May 23, 2019
LONDON (Reuters) – Credit rating agencies Fitch and S&P have downgraded Thomas Cook after the travel firm’s latest profit warning, saying the indebted company could struggle this summer in the face of weak demand.
Thomas Cook issued its third profit warning in less than a year last week, saying subdued demand had led to increased promotions and earlier discounting than usual. The profit warning led Citi to cut its price target for the stock to zero.
The company has put its airline up for sale and also agreed a 300 million pound ($379 million) bank facility to provide more liquidity for the 2019/20 winter season.
“The downgrade reflects the tight liquidity we expect TCG (Thomas Cook Group) to face toward the end of 2019 should it not sell its airline division or be able to draw on the planned GBP300 million senior secured facility,” Fitch said as it cut Thomas Cook’s rating to CCC+ from B.

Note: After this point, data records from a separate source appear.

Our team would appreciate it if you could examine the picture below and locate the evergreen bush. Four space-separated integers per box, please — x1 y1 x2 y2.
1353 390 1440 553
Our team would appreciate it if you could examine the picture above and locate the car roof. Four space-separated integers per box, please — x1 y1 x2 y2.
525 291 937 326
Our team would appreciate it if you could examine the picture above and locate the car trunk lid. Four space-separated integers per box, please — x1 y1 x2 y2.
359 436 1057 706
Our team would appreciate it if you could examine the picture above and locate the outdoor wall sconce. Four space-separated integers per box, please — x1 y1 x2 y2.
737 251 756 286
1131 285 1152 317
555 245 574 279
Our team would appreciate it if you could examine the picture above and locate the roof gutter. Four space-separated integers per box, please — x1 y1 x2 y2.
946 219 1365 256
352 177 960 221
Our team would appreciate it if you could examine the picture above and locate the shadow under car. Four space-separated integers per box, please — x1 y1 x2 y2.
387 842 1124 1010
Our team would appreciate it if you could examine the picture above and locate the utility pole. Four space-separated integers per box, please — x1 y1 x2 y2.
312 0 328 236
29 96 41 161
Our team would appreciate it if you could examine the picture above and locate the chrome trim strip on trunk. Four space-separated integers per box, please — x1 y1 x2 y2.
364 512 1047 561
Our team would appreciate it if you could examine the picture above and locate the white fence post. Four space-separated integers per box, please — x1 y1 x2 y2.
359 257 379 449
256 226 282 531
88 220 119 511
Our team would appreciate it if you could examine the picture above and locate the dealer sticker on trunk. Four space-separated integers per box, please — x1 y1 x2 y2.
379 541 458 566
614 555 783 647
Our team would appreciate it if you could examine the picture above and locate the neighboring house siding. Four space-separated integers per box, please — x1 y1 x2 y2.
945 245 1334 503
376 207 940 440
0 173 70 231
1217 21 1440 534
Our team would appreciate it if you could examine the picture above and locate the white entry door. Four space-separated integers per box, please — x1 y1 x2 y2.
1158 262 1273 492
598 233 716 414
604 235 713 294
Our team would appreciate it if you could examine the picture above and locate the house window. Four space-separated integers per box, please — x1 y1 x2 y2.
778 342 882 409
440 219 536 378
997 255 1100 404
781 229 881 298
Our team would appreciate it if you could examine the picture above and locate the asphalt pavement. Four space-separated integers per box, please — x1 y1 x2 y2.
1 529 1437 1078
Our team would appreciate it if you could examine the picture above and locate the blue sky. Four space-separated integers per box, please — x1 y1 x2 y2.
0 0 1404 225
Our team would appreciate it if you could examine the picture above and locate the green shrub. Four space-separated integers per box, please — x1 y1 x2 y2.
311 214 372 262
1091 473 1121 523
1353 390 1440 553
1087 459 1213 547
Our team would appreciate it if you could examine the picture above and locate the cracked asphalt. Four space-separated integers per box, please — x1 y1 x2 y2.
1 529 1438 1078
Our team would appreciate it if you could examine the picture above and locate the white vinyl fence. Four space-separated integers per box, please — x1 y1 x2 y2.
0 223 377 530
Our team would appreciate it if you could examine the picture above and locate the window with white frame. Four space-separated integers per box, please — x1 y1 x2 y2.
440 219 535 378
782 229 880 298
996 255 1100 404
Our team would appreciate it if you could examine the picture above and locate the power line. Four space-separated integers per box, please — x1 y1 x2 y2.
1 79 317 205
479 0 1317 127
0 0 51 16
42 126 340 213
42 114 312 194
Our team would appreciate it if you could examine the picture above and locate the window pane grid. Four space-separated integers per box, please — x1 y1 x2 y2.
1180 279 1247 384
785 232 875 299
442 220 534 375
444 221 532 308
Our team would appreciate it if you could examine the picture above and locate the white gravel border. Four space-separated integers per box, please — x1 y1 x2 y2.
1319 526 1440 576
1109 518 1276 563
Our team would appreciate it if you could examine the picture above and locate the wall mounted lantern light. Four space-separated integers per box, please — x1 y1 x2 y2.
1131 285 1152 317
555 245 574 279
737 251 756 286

“We expect EBIT (earnings before interest and tax) and profitability to be lower than our previous forecasts as the company faces lower bookings in its main markets, continuing fierce competition and Brexit uncertainty.”
S&P downgraded its rating on Thomas Cook to CCC+ from B-, citing risks from the soft market conditions and uncertainty over the sale price of the airline unit.
Last week Thomas Cook said it had received multiple bids to take over all or parts of its airline business. The company declined to comment on the credit ratings downgrades.
Shares in Thomas Cook were down 6% at 0854 GMT, with other travel and leisure stocks also lower.
The yield on Thomas Cook euro-denominated bonds that mature in 2022 rose <, but remained below Monday’s all-time high.
The stock is up 37% since hitting 8.33 pence on Monday, its lowest since November 2011, as the company has sought to reassure travelers that their holidays are safe in the wake of the profit warning.